Saturday, October 11, 2008
These individual pizzas use wholemeal pita pocket breads for speed and simplicity. Recipe makes 4.
4 oval Egyptian pita pocket breads or similar wholemeal pita pocket breads
1 cup Napolitana-style tomato pasta sauce
4 canned artichoke hearts, drained and quartered
4 anchovy fillets in oil, well-drained
2 teaspoons capers
1/4 cup grated Parmesan cheese
Fresh marjoram sprigs or basil leaves to garnish
1. Preheat the oven to 400 degrees F (200 degrees C). Place the pita pocket breads on a baking tray and bake for 5 minutes.

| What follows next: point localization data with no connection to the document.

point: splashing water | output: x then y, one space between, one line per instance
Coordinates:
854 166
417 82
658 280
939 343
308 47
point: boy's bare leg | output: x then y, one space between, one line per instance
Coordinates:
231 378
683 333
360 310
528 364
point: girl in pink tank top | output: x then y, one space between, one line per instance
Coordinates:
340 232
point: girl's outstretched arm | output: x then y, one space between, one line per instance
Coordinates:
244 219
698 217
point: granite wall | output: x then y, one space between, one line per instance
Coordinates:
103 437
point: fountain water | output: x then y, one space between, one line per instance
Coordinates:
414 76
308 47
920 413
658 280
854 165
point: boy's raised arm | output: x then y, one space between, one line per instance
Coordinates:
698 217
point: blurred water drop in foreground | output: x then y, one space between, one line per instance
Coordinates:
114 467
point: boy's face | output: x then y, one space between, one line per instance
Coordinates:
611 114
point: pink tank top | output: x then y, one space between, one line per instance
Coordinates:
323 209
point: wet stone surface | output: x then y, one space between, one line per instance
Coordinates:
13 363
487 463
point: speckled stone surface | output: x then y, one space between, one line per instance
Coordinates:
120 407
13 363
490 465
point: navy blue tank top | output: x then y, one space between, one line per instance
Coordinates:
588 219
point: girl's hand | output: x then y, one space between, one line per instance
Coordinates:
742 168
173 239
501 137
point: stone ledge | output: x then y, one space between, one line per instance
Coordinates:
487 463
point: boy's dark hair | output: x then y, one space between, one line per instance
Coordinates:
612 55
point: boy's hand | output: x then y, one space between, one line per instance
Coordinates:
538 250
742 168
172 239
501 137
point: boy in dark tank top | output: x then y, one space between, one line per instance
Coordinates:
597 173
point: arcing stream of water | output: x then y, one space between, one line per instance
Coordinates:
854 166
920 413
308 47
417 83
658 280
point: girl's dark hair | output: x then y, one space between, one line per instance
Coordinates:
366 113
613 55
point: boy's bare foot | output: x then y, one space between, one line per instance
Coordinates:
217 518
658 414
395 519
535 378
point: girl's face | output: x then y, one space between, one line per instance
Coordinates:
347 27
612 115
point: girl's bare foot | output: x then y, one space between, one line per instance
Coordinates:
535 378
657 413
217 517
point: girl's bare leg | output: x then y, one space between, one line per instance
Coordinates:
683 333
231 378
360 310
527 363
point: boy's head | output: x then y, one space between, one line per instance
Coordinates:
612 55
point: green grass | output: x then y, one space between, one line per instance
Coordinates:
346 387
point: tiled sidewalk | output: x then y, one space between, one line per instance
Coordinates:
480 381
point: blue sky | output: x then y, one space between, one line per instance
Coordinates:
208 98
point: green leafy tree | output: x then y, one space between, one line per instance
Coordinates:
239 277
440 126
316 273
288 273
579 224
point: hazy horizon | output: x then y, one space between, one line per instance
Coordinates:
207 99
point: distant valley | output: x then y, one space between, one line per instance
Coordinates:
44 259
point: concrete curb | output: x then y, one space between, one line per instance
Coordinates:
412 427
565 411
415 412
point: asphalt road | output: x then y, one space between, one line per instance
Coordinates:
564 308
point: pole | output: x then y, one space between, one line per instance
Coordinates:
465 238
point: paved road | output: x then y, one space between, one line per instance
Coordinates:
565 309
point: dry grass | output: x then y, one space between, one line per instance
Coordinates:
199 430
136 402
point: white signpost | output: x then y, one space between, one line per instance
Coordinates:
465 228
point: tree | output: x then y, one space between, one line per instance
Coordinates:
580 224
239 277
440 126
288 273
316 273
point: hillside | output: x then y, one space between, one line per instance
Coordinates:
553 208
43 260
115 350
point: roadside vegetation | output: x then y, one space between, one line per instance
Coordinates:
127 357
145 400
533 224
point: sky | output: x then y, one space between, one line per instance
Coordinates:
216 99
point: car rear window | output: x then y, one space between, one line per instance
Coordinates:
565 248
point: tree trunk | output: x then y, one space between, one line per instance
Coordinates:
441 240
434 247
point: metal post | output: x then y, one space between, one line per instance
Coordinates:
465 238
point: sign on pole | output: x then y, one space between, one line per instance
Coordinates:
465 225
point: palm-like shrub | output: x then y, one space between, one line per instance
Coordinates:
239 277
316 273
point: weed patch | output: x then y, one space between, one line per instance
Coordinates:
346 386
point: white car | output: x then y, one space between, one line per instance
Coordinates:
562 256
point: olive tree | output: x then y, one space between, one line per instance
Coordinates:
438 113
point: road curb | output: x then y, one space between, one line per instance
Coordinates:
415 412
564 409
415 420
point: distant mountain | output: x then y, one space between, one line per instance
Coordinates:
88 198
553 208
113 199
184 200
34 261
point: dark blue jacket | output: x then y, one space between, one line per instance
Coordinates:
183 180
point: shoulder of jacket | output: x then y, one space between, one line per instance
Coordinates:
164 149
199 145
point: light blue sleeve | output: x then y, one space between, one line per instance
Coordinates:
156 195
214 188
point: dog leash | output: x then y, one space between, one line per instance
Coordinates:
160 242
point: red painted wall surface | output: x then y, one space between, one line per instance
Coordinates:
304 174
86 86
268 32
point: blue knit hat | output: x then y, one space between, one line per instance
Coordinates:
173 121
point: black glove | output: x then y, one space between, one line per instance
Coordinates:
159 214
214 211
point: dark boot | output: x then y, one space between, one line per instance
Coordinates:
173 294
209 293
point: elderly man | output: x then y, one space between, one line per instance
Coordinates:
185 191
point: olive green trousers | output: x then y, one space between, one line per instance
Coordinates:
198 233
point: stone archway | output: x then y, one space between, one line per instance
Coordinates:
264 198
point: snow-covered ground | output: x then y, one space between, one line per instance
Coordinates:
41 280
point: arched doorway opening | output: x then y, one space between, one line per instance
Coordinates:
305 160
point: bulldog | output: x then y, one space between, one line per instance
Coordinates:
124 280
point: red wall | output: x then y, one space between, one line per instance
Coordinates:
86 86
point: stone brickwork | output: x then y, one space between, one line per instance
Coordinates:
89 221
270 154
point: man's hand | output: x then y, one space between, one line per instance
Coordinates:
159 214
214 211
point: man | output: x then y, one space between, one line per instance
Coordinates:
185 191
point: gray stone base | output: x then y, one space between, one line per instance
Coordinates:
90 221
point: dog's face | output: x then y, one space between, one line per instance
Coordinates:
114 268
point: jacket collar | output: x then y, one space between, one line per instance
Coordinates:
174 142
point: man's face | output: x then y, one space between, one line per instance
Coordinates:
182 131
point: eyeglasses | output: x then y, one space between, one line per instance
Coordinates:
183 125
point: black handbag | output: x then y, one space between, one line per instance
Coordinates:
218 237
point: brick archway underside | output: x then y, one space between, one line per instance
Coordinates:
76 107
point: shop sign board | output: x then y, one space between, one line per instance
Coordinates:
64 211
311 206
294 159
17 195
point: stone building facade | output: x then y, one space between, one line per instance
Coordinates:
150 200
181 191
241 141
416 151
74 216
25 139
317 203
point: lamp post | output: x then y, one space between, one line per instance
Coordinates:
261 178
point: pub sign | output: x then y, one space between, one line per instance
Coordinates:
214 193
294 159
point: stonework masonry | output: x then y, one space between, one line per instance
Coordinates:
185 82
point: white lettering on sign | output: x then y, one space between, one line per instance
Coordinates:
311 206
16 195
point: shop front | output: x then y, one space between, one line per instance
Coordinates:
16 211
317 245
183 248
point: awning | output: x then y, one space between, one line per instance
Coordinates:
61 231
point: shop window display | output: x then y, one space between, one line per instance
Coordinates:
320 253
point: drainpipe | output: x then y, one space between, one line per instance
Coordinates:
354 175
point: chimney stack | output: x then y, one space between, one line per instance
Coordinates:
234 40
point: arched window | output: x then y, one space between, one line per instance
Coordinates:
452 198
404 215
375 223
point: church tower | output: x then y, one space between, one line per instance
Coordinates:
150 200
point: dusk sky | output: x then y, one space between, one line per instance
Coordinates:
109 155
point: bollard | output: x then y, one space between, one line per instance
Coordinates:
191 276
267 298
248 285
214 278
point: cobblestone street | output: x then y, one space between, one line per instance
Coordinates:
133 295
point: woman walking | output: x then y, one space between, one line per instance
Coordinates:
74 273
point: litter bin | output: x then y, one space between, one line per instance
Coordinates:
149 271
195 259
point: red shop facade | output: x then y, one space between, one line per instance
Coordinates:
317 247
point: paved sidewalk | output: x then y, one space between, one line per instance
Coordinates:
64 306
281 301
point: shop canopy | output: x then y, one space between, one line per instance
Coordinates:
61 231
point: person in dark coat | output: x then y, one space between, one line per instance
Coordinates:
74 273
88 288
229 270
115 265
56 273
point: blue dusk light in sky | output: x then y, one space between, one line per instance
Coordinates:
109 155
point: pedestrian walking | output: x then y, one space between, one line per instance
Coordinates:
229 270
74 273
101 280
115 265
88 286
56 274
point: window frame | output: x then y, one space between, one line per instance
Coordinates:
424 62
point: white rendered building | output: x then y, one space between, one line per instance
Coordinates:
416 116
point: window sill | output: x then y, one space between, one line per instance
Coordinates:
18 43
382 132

2. Remove the tray from the oven, then spread the prepared tomato sauce evenly over the warm pita breads. Arrange 4 quarters of artichoke heart on each one. Top each with an anchovy fillet. Sprinkle 1/2 teaspoon capers and 3 teaspoons of grated cheese over each one.
3. Bake the mini pizzas for 5 minutes, or until completely heated through.
4. Serve immediately, garnished with marjoram or basil, if liked.
Tip: Leftover Napolitana-style pasta sauce should be stored, covered in its container, in the refrigerator. When stored correctly it will keep for a few days. For longer storage, transfer to a rigid plastic freezer container, cover and freeze for up to 3 months.